The life of a missionary family is a social one, and the Deers entertained countless visitors over the years. Ms. Deer was quite shy, family shared, but she was a gracious hostess whenever occasion demanded and displayed an outrageous sense of humor with her daughters.

The Deers’ missionary years coincided with a tumultuous time in the history of the Congo. Belgian colonial rule had often been oppressive, especially in the early 1900s when King Leopold II was in power. Long-smoldering nationalist sentiments came to a head in 1959 and on June 30, 1960, Belgium granted the Congo its independence. Within a week, however, soldiers mutinied against their officers, who were still all white Belgians, because it appeared as though nothing had changed within the structure of the army.

Days later, the mineral-rich province of Katanga declared its independence and the country became engulfed in civil war.

In the wake of the unrest, the US State Department ordered the evacuation of American missionaries from the Congo. The Deers were evacuated from the interior via helicopter with other missionaries and flew to the United States, taking with them only a suitcase, Dr. Deer’s cello and their 2 ½ year old daughter Ruthy. They stayed a year, during which time Ms. Deer gave birth to Marie. They returned to the Republic of Congo when the baby was 3 months old, resuming their missionary work.

Violence erupted again in 1964 when a Congolese faction known as Simba rebelled against the government.
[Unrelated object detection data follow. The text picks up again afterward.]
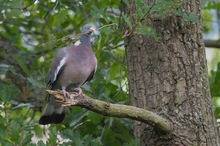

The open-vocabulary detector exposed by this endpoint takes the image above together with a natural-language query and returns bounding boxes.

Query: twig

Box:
[47,90,172,133]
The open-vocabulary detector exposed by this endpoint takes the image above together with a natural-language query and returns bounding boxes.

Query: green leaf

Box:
[0,84,19,102]
[123,0,130,7]
[53,10,68,26]
[15,56,30,75]
[22,133,34,145]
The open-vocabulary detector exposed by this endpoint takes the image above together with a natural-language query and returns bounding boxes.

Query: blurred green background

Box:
[0,0,220,146]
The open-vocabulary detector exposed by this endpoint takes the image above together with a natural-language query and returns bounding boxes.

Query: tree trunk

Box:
[122,0,219,146]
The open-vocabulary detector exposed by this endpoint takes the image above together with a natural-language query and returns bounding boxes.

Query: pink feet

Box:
[62,89,70,101]
[59,88,83,101]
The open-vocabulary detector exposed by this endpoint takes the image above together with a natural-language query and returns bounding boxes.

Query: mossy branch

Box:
[47,90,172,133]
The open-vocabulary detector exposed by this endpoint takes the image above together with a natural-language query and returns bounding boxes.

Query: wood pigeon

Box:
[39,24,97,125]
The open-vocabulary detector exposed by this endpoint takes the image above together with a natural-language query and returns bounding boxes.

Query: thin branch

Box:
[204,40,220,49]
[47,90,172,133]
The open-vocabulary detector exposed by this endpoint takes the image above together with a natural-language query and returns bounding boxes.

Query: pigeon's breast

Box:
[55,45,96,88]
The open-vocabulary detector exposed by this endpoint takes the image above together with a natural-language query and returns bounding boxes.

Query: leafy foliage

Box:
[0,0,218,146]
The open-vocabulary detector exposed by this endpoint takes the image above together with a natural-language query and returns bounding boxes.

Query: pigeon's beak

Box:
[89,27,95,32]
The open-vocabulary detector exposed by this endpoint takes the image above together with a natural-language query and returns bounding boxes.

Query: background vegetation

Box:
[0,0,220,146]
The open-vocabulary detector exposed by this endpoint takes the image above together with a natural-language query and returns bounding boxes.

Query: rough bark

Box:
[122,0,219,146]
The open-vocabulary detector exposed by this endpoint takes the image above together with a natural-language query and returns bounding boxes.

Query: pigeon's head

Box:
[81,24,95,35]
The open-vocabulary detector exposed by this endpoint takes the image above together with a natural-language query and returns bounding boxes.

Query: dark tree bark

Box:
[122,0,219,146]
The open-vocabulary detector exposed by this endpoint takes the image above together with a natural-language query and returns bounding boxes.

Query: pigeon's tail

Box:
[39,101,66,125]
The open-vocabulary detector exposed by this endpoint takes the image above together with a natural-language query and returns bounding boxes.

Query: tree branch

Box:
[47,90,172,133]
[204,40,220,48]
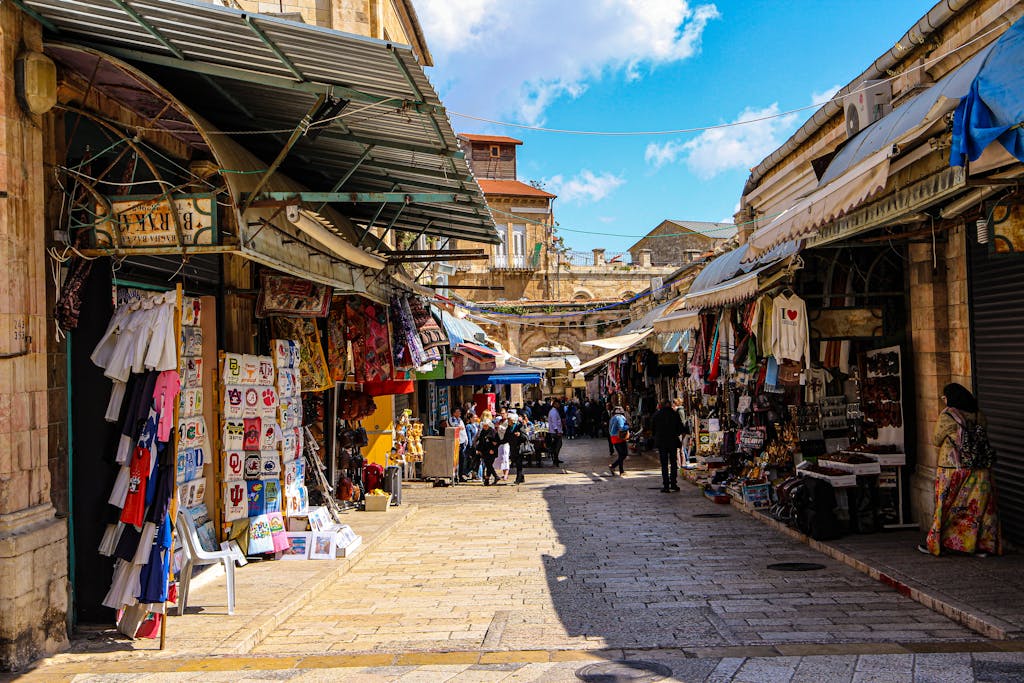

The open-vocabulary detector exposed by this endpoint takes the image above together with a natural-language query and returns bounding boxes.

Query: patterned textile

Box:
[345,296,394,382]
[928,467,1002,555]
[391,296,427,370]
[409,297,449,353]
[327,299,348,382]
[256,272,332,317]
[271,317,334,391]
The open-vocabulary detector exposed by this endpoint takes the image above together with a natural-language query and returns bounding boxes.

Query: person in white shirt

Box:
[548,398,565,467]
[449,408,472,481]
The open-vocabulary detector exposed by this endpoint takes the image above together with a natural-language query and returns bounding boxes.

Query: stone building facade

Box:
[450,133,678,360]
[0,2,69,671]
[629,220,735,266]
[735,0,1024,537]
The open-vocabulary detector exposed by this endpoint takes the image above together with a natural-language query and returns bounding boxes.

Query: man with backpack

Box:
[608,405,630,476]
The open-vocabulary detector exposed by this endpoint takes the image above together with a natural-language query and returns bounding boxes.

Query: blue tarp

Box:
[949,18,1024,166]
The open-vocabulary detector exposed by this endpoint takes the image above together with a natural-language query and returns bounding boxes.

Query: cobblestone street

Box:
[24,440,1024,682]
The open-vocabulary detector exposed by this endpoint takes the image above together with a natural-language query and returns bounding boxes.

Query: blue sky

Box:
[416,0,934,252]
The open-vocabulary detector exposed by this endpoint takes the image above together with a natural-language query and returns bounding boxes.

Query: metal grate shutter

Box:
[969,241,1024,545]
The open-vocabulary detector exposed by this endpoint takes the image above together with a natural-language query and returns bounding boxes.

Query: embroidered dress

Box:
[927,409,1002,555]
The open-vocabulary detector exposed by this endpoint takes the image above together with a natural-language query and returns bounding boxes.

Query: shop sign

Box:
[811,308,882,339]
[93,194,217,248]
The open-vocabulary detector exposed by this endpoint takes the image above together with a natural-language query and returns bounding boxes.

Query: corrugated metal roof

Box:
[459,133,522,144]
[20,0,499,243]
[480,178,558,199]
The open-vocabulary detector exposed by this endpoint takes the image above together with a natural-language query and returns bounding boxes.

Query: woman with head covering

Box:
[918,383,1002,557]
[476,420,501,486]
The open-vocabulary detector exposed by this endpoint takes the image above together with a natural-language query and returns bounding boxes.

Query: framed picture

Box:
[281,531,312,560]
[309,531,335,560]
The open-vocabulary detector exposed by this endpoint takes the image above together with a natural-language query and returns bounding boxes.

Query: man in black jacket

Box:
[651,400,686,494]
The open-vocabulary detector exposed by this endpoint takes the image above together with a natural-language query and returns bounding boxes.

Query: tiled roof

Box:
[477,179,558,199]
[459,133,522,144]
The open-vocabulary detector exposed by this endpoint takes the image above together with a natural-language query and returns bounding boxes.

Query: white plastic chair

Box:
[175,510,245,616]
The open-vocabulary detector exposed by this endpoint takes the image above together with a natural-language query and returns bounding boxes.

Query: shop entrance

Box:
[969,240,1024,543]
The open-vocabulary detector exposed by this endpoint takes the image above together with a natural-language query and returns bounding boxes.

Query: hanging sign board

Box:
[93,195,217,249]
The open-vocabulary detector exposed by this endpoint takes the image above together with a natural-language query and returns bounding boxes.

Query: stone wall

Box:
[908,225,972,529]
[0,3,68,670]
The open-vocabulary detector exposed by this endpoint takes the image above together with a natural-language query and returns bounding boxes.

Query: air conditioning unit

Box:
[843,81,893,139]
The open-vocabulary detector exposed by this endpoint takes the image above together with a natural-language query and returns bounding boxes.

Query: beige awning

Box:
[577,330,654,373]
[746,148,890,259]
[654,308,700,333]
[581,329,651,352]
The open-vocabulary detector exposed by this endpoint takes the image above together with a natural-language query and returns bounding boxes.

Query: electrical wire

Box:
[449,25,1004,137]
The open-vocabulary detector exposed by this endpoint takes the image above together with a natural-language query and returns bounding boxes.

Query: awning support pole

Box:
[111,0,185,59]
[239,94,327,215]
[316,144,374,211]
[355,182,398,247]
[244,14,306,82]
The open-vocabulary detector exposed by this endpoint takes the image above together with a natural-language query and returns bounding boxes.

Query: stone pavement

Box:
[19,440,1024,681]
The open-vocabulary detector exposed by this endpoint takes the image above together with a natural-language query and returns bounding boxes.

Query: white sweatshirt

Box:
[771,294,811,368]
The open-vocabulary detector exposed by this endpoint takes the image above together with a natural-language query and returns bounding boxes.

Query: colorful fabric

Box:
[391,296,427,370]
[271,317,334,391]
[928,467,1002,555]
[409,297,449,354]
[345,296,394,382]
[327,299,348,382]
[256,272,332,317]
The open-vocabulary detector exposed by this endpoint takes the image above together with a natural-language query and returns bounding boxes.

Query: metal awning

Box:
[22,0,499,248]
[575,330,654,375]
[437,364,544,386]
[580,329,650,352]
[431,306,498,355]
[749,44,994,255]
[654,308,700,333]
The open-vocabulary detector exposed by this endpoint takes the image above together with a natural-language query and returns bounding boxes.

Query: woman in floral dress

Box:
[918,383,1002,557]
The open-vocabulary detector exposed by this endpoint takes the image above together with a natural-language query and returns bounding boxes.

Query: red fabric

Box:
[362,380,415,396]
[121,446,153,526]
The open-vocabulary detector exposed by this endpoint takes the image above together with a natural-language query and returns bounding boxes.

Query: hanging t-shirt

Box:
[771,294,811,368]
[153,370,181,443]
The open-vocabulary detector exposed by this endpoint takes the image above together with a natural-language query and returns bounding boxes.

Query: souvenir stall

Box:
[671,241,907,539]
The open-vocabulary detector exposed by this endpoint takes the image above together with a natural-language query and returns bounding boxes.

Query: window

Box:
[512,225,526,268]
[495,230,509,268]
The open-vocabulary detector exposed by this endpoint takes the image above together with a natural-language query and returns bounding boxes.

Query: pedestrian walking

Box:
[651,400,686,494]
[449,408,472,481]
[476,420,500,486]
[505,415,529,483]
[548,398,565,467]
[608,405,630,476]
[918,382,1002,557]
[495,417,512,481]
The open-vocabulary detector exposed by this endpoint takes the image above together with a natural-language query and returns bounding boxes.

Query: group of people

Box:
[449,405,529,486]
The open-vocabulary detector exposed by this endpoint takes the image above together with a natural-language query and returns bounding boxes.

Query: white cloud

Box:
[643,140,686,168]
[644,85,839,180]
[417,0,719,124]
[683,102,798,180]
[544,169,626,204]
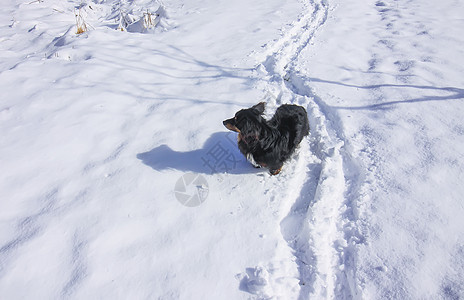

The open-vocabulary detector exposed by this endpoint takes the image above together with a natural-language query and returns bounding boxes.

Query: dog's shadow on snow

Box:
[137,132,262,174]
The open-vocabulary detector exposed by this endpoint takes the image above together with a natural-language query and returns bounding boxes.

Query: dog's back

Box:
[269,104,309,147]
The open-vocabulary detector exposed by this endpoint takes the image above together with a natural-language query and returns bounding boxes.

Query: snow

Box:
[0,0,464,299]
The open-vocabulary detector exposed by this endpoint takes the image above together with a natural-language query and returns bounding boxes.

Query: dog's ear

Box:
[252,102,266,115]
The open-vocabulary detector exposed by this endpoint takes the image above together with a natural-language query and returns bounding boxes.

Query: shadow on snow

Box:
[137,132,261,174]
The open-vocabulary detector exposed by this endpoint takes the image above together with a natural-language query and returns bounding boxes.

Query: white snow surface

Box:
[0,0,464,299]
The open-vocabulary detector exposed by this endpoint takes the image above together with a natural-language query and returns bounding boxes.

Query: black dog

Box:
[223,102,309,175]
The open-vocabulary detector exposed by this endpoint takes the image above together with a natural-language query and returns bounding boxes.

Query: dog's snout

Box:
[222,118,240,132]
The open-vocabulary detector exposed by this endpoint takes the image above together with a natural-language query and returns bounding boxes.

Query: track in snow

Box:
[250,0,366,299]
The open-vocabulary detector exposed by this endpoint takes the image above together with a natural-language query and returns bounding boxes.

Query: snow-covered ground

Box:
[0,0,464,299]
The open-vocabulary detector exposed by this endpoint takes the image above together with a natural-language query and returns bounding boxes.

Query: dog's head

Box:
[222,102,266,145]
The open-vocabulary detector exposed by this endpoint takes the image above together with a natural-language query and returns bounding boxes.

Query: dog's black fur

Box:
[223,102,309,175]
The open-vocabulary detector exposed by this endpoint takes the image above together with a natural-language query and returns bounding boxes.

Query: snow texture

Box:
[0,0,464,299]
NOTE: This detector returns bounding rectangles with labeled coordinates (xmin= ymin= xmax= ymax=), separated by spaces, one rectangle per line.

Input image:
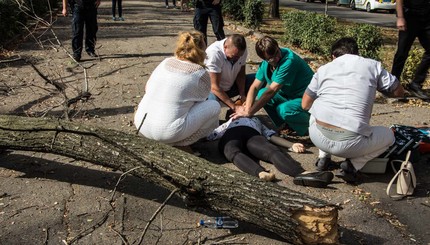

This time, the men stayed behind at their respective mission stations while the women and children were sent to the capital for several weeks. Ms. DeHolton, then 6, recalls that time, which they spent crowded into a single building with a number of missionary families, well. She was frightened enough by the rumors of missionaries being killed to have nightmares, but it was an adventure to play with American kids her age and attend school for the first time.

After they left the Congo, Ms. Deer worked for a few months as a mailroom supervisor at the American Baptist Seminary of the West in Berkeley and then for a few years as the administrative assistant of the alumni affairs office of Virginia Union University in Richmond, Virginia. She was very happy in her work there.

She spent the last 15 years of her life at Pilgrim Place in Claremont, where she volunteered each year with the Pilgrim Festival and lent her editing skills to the resident directory. Ms. Deer found many friends, a few of whom were old acquaintances, other retired missionaries she knew from her time in the Congo.

Ms. Deer spoke English, French, Kituba and Kikongo, typed and proofread New Testament Greek, knew a little German, and had begun to revive her high school Spanish at the time that she died. She appeared in the 1965 volume of Outstanding Young Women of America and received an Alumnae Citation from Keuka College in 1982.

The memory of Ms. Deer will serve as an inspiration to family and friends for years to come, according to her brother.

“Barbara had an extraordinarily loving nature and a deep faith in God,” Rev. Sloat said. Ms. Deer’s younger daughter, Marie Deer, added, “She was a faithful friend; an amazing, funny, and unpredictable mother; and the most devoted wife any of us have ever seen.”

Ms. Deer leaves behind her husband of 57 years, Donald Deer. She is also survived by 2 daughters, Ruthy DeHolton and Marie Deer; by 4 grandchildren, a son-in-law and her brother John Sloat; and by many nieces and nephews. She was a member of the First Baptist Church of Rochester, New York.

A memorial service for Ms. Deer will be held Saturday, November 17 at 3:30 p.m. in Pilgrim Place’s Decker Hall, followed by a reception in the Napier Common Room.